Jul 1 2016
Different responses to climate change by females and males of the same plant species could have long-lasting consequences not only for the plant but also for organisms that depend on it, according to Rice University ecologist Tom Miller.
As Earth’s climate warms, some species are likely to seek higher ground. Valeriana edulis, a flowering herb found in the Rocky Mountains, is one of them – but the females move faster than the males, which apparently aren’t as bothered by hotter, drier conditions.
This creates an imbalance between the sexes that could have a long-term impact on Valeriana edulis, Miller said.
The findings by a University of California, Irvine-led team that includes Miller are the product of an analysis of population data about the plant that spans more than three decades.
Miller said the results presented in Science today show the very real impact of climate change on a species by detailing how the plant has kept pace with shifts in precipitation and soil moisture. Of particular interest is that the sexes differ in how they handle changing conditions, perhaps even endangering their survival.
“This is not a case of suddenly seeing something marching up the mountain,” Miller said. “It’s subtler than that. The species is changing in composition a lot faster than it’s moving geographically.”
The study was led by UC Irvine’s Kailen Mooney and William Petry, who, like Miller, are associated with the Rocky Mountain Biological Laboratory in Crested Butte, Colo.
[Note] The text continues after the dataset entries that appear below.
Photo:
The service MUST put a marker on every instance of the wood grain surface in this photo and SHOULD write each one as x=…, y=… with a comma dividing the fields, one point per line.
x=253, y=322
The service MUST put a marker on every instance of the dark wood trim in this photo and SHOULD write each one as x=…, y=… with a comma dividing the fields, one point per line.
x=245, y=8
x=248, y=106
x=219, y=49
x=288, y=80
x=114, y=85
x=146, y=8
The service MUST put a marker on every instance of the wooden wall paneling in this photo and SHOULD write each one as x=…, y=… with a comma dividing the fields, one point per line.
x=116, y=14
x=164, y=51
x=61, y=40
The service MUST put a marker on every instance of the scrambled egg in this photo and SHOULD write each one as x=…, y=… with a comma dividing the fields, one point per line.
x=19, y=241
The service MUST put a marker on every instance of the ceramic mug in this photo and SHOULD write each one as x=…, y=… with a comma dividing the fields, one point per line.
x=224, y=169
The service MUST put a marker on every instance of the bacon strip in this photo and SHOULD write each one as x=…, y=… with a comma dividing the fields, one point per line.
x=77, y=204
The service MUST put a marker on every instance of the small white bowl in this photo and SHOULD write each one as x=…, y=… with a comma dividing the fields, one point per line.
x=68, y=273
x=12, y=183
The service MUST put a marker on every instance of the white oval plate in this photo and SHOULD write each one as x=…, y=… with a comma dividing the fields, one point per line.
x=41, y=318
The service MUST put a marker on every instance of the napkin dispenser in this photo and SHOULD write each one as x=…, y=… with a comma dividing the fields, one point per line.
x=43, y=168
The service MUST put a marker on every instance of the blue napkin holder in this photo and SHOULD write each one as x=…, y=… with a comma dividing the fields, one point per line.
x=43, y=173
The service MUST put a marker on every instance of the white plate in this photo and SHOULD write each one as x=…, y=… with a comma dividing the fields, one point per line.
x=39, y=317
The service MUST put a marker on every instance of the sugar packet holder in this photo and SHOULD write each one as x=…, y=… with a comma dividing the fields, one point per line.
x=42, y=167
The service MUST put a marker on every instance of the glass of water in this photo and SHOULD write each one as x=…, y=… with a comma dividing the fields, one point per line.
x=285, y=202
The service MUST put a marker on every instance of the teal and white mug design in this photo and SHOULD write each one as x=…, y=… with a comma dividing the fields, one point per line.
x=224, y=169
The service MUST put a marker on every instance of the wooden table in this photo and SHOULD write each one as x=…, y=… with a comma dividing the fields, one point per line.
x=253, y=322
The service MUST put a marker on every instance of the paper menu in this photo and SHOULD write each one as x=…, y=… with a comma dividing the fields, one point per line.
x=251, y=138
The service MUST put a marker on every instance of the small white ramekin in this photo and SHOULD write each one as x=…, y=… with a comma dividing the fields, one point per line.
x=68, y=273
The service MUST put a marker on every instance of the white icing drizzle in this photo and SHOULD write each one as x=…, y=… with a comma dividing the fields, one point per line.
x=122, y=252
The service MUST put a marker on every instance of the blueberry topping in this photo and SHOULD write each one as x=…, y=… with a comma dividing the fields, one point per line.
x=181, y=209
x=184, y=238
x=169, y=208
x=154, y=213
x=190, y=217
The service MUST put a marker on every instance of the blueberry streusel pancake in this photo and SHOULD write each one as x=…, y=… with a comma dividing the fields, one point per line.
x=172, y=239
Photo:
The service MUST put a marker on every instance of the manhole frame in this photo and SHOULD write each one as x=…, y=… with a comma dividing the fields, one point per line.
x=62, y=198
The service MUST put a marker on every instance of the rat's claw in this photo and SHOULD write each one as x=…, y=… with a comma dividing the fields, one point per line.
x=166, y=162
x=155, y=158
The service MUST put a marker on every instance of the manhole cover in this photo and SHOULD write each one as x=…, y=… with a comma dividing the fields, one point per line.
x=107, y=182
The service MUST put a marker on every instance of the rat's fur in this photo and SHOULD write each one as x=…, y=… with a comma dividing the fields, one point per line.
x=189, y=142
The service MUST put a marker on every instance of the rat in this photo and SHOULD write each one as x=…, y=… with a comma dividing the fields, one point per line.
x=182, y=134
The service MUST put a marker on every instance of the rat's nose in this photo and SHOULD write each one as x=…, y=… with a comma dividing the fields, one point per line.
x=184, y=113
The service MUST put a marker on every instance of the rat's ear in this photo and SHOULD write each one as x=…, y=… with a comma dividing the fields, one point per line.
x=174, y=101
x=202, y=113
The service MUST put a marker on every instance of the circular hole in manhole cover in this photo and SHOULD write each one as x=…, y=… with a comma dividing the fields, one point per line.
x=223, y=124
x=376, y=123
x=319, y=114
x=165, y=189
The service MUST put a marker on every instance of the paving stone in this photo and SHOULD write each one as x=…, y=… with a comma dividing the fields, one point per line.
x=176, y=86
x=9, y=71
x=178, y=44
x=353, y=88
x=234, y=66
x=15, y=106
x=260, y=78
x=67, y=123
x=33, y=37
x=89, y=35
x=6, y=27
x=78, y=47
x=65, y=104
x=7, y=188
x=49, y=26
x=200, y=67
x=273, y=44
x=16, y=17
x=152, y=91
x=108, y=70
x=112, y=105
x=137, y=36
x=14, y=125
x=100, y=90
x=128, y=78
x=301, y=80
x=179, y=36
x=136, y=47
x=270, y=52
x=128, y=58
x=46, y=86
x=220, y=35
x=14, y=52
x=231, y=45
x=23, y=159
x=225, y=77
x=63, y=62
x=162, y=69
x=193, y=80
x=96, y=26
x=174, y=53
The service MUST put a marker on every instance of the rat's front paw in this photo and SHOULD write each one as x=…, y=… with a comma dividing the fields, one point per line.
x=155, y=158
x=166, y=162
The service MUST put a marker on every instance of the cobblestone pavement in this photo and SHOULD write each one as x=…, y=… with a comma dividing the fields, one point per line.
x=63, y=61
The researchers maintain that the species’ trait shift – the change in its characteristics over time – is more striking than the observed range shift, which tracks its physical location.
The real revelation, Miller said, is in how climate change alters the dynamic between the sexes because of their inherent differences.
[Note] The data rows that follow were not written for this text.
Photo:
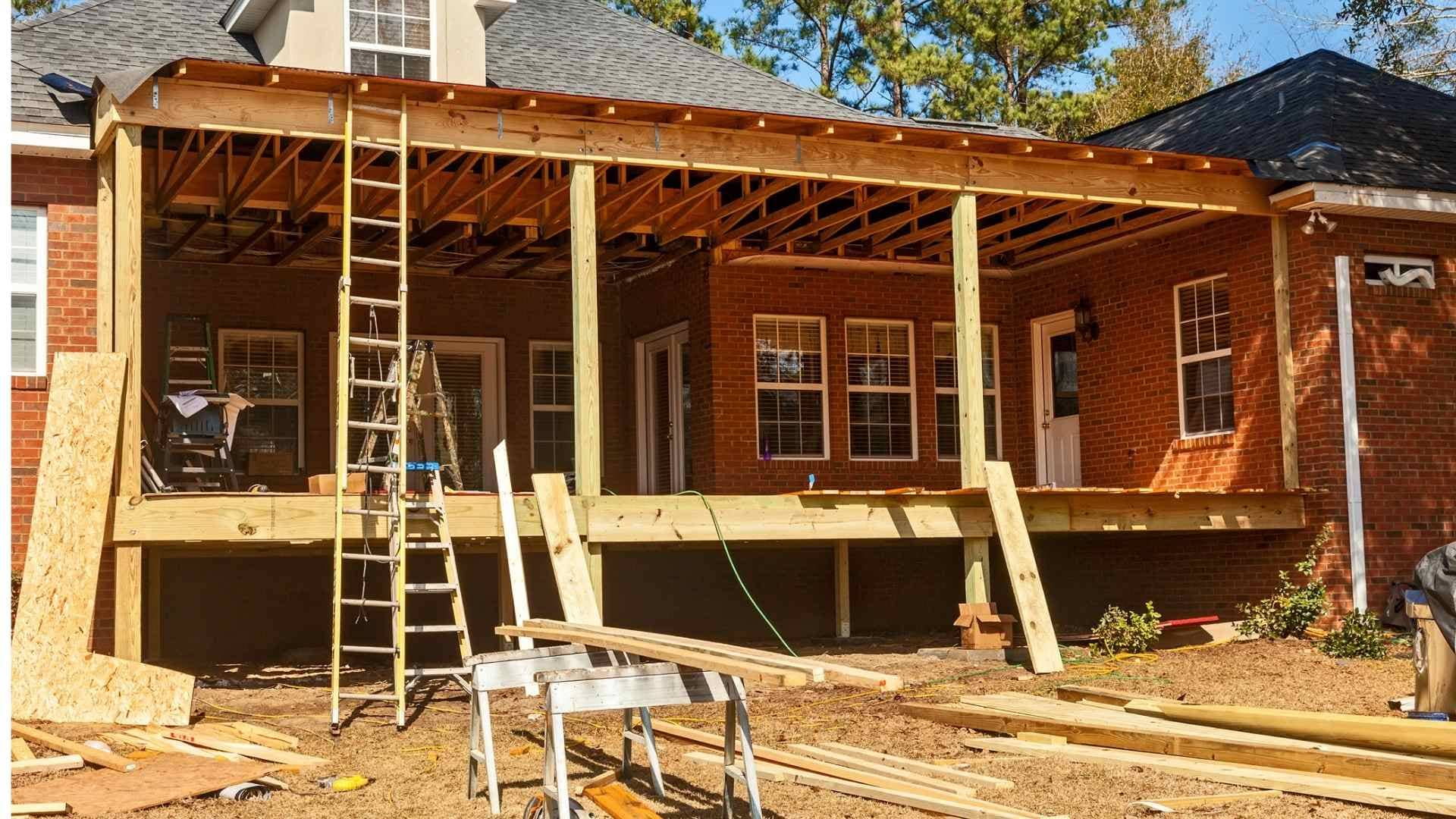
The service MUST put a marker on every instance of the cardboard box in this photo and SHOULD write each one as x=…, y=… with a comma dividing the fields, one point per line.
x=324, y=484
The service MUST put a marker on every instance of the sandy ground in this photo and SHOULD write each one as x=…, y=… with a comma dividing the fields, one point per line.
x=421, y=770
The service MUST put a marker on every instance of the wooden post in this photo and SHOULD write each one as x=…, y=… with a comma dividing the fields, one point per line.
x=585, y=347
x=1285, y=350
x=976, y=551
x=127, y=322
x=842, y=588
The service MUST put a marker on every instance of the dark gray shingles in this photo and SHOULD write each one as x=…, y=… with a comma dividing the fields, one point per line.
x=1320, y=117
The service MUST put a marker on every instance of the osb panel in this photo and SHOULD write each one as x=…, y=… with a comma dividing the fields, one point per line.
x=53, y=676
x=166, y=779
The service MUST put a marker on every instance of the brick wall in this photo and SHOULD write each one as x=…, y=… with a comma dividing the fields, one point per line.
x=66, y=188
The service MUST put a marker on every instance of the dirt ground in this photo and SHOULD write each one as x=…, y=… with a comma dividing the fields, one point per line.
x=421, y=770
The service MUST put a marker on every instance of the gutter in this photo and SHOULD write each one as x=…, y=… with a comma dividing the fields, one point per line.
x=1351, y=425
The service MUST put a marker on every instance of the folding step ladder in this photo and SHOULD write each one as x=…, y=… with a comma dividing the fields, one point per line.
x=194, y=450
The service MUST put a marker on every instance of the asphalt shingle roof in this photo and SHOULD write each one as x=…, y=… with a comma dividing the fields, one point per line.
x=1315, y=118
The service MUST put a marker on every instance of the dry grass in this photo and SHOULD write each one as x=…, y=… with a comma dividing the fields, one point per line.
x=421, y=771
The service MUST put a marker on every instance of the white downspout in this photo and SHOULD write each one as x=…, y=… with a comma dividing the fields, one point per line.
x=1347, y=404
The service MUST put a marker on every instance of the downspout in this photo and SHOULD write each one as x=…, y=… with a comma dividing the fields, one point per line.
x=1351, y=423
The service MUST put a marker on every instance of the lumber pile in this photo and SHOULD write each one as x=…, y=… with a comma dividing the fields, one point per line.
x=858, y=771
x=1109, y=727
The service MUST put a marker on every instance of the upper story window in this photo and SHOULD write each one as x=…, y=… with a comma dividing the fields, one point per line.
x=1401, y=271
x=881, y=390
x=391, y=38
x=1204, y=356
x=791, y=388
x=27, y=290
x=946, y=394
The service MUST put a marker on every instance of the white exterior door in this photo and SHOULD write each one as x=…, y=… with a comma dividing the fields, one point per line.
x=663, y=397
x=1057, y=414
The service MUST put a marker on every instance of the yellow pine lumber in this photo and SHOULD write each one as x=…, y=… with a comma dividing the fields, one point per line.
x=919, y=767
x=1386, y=733
x=660, y=651
x=95, y=757
x=1327, y=786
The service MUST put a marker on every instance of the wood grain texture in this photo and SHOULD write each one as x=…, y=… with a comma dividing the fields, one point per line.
x=53, y=675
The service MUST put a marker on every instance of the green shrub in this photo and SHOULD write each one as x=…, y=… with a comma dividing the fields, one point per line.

“The idea that males and females can be different in important ways goes back to Darwin,” he said. “Biologists have appreciated that for a long time. But there’s another step to understanding the role of both sexes in population dynamics and population viability, and that goes to their dependence upon one another for mating. You only get males from females, and you can’t have females producing males without other males to fertilize them.
“These are all obvious, and yet the way biologists have studied population viability for a long time, maybe almost forever, has been to ignore males. If you just have a cohort of females and you understand the rate at which they survive and grow and reproduce, then on average, males just kind of come out of the wash. You can make some assumptions.”
But not always, he said. “There are some conditions where it’s a really bad assumption, like when you have environmental gradients (like a mountainside) in which males and females perform differently. It’s not sufficient for environments to become more favorable for females alone, because they can find themselves mate-less.
“So there’s an interesting dynamic that has to be accounted for in predicting how populations shift their ranges. If males and females differ in the niches they fill, as these data suggest, then that’s another layer of complexity we need to account for in forecasting how species respond to climate change.”
Miller said mountains “are really powerful biological laboratories for understanding climate change. When you go up or down a mountain, you’re also moving in time, because projections for climate change map onto how the environment changes with elevation. What we found was a parallel change in the sex ratios of these plants as they go up the mountain.”
The study’s backstory is remarkable as well, Miller said. “(Lead author Will Petry) basically stumbled upon a 30-year-old thesis in the library of the Rocky Mountain Biological Lab in which somebody had actually measured sex ratios of these plants in the 1970s,” he said. “Will realized it was an opportunity to time travel a bit, to go back to those places and see how they’re doing now.”
The author of the 1981 thesis, Judith Soule, then a graduate student at the University of Michigan, is a co-author of the study, which relies on her historical data.
Miller said the work has already prompted a closer look at the arthropods that dine primarily on female Valeriana edulis. “The study is the start of documenting how the effects on a single species affect other species in these communities. There’s likely going to be cascading effects, and we’re just scratching the surface of that.”
Co-authors of the paper are postdoctoral researcher Amy Iler of Aarhus University, Denmark, and the University of Maryland; Ana Chicas-Mosier of Oklahoma State University; and David Inouye, a professor emeritus at the University of Maryland. Miller is the James and Deborah Godwin Assistant Professor of Ecology and Evolutionary Biology at Rice.